A customer carries an APPLE MACBOK PRO portable computer outside an Apple Store at Walnut Creek, California, USA, on Wednesday, April 30, 2025.
David Paul Morris | Bloomberg | Getty images
Apple The devices will boost a hospital in Georgia, the first for the company, since it continues its impulse in the health sector.
Emory Healthcare announced on Thursday that his Emory Hillandale Hospital will be the first American hospital that is executed in Apple products, including iPad, iPhone, Apple Watch, IMAC and Mac Mini. The devices will also be integrated with the Epic Systems software, the leading supplier of electronic health records in the nation.
Hillandale is using Apple products because they are easy to use, they require less IT support, they offer cybersecurity advantages and have hardware and long -standing battery life, said Emory executives to CNBC.
Since this is a new territory for the health system, Emory said it will closely monitor devices to ensure that they improve the quality of care of the organization.
“It can certainly be a game change that has not been done anywhere else in the country,” said Emory Healthcare CEO, Dr. Joon Lee, in an interview. “And like everything else, it will not be without its challenges, but it really opens the door to multiple possibilities.”
Emory Healthcare is an academic health system in Georgia that operates 10 hospitals and supports approximately 26,400 employees. Its installation of Hillandale is a 100 -bed community hospital on the outskirts of the Metropolitan Area of the Great Atlanta.
“In Apple, we believe in the power of technology to improve lives,” said Dr. Sumbul Desai, Apple Health Vice President, in a statement to CNBC. “We are delighted that Emory Hillandale Hospital is using Apple products to provide exceptional care, because doctors and nurses should have the best technology in the world to care for their patients.”
The interest of the health system in the use of more Apple products was partially inspired by the main Crowdstrike The interruption that shook business, including Emory, last July, said Dr. Ravi Thadhani, Executive Vice President of Health Affairs at Emory University.
Thadhani said that more than 20,000 of the health system devices were “paralyzed” by an defective crowdstrike software update, but in particular, all its Apple products were still working. Following the interruption, executives asked Apple and Epic engineers to visit Emory and explore a deeper integration.
“They were already working on each other, they could get epic on an Apple device, but it wasn't fast and it wasn't without problems,” Thadhani said. “And then they came, they descended here.”
Epic is the Emory Electronic Health Registration Supplier, or EHR. EHRs are digital versions of the medical history of a patient who are updated by doctors and nurses. The software is often known as the “central nervous system” of a medical care organization, said Seth Howard, executive vice president of Epic Research and Development.
Howard said Epic has worked with Apple for many years, implementing applications for the iPhone since 2010. Last year, the company launched Epic in Mac, which put its complete set of applications available in the Apple Macos computer operating system.

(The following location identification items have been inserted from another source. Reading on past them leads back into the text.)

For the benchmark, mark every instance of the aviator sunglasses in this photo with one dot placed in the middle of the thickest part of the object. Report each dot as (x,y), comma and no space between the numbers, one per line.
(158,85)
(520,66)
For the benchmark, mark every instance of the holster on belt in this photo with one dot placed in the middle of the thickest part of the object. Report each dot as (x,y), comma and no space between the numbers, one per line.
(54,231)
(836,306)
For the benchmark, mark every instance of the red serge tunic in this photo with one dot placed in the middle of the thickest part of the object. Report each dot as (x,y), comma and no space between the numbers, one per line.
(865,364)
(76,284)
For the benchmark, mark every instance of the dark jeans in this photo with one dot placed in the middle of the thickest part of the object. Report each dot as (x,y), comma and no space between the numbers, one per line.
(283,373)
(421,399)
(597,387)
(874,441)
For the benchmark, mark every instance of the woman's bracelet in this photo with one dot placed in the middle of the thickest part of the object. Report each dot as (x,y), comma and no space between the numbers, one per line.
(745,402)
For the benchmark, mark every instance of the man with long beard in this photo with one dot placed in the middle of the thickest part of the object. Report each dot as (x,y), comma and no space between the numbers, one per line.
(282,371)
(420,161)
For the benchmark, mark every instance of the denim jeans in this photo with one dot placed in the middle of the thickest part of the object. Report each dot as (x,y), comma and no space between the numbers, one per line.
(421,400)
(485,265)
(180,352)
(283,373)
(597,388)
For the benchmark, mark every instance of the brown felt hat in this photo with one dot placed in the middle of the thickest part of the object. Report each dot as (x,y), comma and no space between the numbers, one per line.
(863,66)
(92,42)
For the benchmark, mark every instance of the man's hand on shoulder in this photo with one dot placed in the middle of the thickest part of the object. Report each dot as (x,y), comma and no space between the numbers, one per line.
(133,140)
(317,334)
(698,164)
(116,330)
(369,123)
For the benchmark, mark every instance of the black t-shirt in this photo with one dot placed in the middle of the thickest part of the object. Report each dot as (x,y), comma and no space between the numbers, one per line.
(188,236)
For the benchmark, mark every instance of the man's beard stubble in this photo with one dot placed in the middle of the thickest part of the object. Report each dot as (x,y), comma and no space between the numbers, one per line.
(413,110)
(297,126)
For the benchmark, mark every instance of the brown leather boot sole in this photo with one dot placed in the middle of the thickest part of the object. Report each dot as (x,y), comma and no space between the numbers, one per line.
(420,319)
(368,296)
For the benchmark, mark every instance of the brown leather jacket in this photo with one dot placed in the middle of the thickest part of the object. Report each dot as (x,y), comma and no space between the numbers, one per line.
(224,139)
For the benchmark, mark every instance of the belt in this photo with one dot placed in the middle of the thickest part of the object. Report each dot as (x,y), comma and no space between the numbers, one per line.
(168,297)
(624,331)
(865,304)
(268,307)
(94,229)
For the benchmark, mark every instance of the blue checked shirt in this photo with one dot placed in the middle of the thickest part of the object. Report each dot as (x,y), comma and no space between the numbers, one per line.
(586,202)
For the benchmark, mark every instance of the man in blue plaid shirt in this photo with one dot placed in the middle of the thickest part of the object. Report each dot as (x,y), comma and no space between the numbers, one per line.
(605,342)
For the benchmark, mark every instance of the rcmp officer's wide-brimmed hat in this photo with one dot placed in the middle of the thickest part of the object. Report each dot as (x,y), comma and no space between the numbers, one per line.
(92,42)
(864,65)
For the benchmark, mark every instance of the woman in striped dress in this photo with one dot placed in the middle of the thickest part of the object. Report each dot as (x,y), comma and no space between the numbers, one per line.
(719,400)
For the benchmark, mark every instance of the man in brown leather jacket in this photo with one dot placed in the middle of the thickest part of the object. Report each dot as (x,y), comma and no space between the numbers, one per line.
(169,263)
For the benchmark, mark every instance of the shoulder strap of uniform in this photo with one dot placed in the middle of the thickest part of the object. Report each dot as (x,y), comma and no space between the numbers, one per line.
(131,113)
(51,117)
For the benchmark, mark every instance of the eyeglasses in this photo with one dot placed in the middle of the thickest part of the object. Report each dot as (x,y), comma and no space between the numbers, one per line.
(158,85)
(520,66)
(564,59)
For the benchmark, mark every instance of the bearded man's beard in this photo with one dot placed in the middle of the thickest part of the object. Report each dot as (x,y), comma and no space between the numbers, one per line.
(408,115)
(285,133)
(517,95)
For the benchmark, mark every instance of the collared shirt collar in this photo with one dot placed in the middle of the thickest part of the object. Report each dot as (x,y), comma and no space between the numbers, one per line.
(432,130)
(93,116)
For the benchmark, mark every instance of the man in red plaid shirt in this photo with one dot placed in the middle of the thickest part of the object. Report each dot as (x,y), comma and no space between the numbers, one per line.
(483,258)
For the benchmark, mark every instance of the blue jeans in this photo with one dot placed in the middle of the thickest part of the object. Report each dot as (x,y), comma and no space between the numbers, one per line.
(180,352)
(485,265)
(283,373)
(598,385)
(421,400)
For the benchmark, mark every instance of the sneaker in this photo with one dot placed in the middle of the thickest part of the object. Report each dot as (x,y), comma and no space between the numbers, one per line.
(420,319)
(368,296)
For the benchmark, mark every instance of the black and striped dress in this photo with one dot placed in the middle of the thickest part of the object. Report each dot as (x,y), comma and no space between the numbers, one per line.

“The Epic On Mac project was really an extension and an upcoming natural step for us on this trip with Apple,” Howard said in an interview.
Emory was one of the first to adopt.
Before Emory decided to deploy Apple devices in an entire hospital, he made a smaller pilot on a floor of an installation. Thadhani said that the comments of doctors and nurses were “phenomenal”, which gave the health system the confidence to expand the scope.
If Hillandale launch is a success, Lee said the health system could implement Apple products in other Emory facilities in the future.
“Certainly, our intention and hope is to show a difference, and that we can expand and will also be a model for other health systems throughout the country,” he said.